With the challenging market environment facing EMG, the primary focus is to preserve and enhance liquidity, and seek a sustainable capital structure. While the impairments reflect deteriorating conditions, they also reflect this focus. The reductions in spending at Fisk, Crawford and potentially Waukegan will help liquidity. They also facilitate extending the timeline for deciding on retrofitting the remaining Midwest Generation plants while maintaining full environmental compliance by burning ultra-low sulfur coal. And, while EME terminated its largely undrawn revolver in February, the termination of the revolver has the benefit of freeing up collateral for future debt financing.

Actions in our wind business reflect the focus on preserving and enhancing liquidity as well. First, EMG reduced development spending on its existing wind pipeline and rationalized development and support staff. Second, it continues to project-finance its existing wind portfolio. To this end, during December of last year, EMG closed a $242 million portfolio financing of three contracted wind projects representing 204 megawatts. Third, and perhaps most significantly, a sizable equity financing was completed for EMG’s wind developments. On February 13, EMG received a $460 million commitment to facilitate the development of wind projects. This unique structure involves the transfer of three operating EMG wind projects totaling 291 megawatts to a new venture with outside investors. Also, two projects in construction totaling 120 megawatts will be sold to the venture upon their completion. This transaction will net EMG approximately $235 million as the five projects are transferred. It also allows EMG to do additional development of wind projects without consuming its equity capital, while retaining project upside after the investors achieve their targeted return.

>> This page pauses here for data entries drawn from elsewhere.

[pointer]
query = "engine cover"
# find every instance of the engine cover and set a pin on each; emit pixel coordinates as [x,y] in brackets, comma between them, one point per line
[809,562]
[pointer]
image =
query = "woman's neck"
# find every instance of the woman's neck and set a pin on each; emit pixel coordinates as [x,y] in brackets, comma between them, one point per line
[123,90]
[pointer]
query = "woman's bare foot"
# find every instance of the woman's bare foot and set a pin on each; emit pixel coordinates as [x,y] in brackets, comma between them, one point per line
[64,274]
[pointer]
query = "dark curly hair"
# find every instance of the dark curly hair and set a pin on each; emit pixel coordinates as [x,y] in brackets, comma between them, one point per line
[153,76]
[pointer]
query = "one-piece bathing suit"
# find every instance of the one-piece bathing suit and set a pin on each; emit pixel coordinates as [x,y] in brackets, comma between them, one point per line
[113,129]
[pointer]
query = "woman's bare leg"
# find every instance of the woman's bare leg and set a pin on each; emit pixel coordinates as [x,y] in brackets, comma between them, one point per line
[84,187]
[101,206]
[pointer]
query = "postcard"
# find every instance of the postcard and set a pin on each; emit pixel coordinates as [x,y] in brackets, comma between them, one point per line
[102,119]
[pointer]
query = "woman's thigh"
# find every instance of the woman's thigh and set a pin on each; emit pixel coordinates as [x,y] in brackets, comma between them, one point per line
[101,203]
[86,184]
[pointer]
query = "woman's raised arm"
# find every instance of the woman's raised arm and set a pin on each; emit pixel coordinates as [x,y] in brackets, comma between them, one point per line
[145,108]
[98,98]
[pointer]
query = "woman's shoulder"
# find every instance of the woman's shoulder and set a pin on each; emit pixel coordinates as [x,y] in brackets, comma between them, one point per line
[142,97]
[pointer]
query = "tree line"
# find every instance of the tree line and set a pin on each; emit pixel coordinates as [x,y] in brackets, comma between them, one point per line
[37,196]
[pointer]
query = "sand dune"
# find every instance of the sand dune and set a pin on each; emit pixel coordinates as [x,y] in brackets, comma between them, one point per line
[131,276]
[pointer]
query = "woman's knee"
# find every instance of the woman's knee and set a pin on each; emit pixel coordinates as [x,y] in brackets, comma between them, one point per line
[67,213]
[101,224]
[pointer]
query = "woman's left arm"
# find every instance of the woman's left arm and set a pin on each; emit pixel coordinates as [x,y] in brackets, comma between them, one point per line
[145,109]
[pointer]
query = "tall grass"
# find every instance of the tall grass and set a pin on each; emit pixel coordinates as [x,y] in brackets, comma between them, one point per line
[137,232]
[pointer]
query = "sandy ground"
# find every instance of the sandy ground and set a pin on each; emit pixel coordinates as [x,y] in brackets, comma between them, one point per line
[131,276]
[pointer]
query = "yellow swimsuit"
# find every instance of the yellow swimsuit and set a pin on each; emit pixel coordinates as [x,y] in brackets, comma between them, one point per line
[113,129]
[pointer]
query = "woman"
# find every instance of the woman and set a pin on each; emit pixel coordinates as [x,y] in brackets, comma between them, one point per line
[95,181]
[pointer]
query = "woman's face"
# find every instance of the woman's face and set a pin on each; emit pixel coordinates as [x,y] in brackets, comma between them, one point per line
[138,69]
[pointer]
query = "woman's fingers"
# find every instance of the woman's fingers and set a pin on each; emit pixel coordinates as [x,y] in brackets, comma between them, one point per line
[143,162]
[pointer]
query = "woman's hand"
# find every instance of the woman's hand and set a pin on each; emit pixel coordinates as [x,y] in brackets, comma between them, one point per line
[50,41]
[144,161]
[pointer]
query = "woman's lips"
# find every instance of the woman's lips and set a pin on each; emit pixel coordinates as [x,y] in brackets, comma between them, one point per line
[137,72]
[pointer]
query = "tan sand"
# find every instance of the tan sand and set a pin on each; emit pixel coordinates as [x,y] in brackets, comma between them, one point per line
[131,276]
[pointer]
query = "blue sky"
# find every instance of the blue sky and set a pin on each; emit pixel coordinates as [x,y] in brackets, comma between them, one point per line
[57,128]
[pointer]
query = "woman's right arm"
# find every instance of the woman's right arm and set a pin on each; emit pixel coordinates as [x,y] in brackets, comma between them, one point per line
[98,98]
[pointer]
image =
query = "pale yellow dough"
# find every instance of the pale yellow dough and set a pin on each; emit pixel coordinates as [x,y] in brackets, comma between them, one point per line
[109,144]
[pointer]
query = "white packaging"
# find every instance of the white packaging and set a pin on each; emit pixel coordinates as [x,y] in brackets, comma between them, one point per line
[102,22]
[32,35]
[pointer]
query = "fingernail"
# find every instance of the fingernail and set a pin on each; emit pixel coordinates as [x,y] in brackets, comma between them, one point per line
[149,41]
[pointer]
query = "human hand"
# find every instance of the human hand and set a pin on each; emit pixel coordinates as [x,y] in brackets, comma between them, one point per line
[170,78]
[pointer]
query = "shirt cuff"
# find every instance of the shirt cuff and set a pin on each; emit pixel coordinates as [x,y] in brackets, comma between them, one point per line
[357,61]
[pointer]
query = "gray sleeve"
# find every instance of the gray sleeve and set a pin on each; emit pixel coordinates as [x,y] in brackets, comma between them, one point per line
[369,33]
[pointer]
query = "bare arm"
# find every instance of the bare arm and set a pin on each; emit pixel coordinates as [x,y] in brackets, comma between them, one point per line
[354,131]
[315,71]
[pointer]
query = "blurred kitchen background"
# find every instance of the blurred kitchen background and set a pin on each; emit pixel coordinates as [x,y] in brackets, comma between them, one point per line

Completing these strategic actions results in a more focused EMG, better positioned to weather its challenges. Late last summer, I began saying the next 6 to 12 months would likely be determinative for EMG, and that during that timeframe a number of important issues would need to get resolved. That remains the case. We have important steps we’ll continue to address with investors in the coming months as we continue to focus on seeking shareholder value.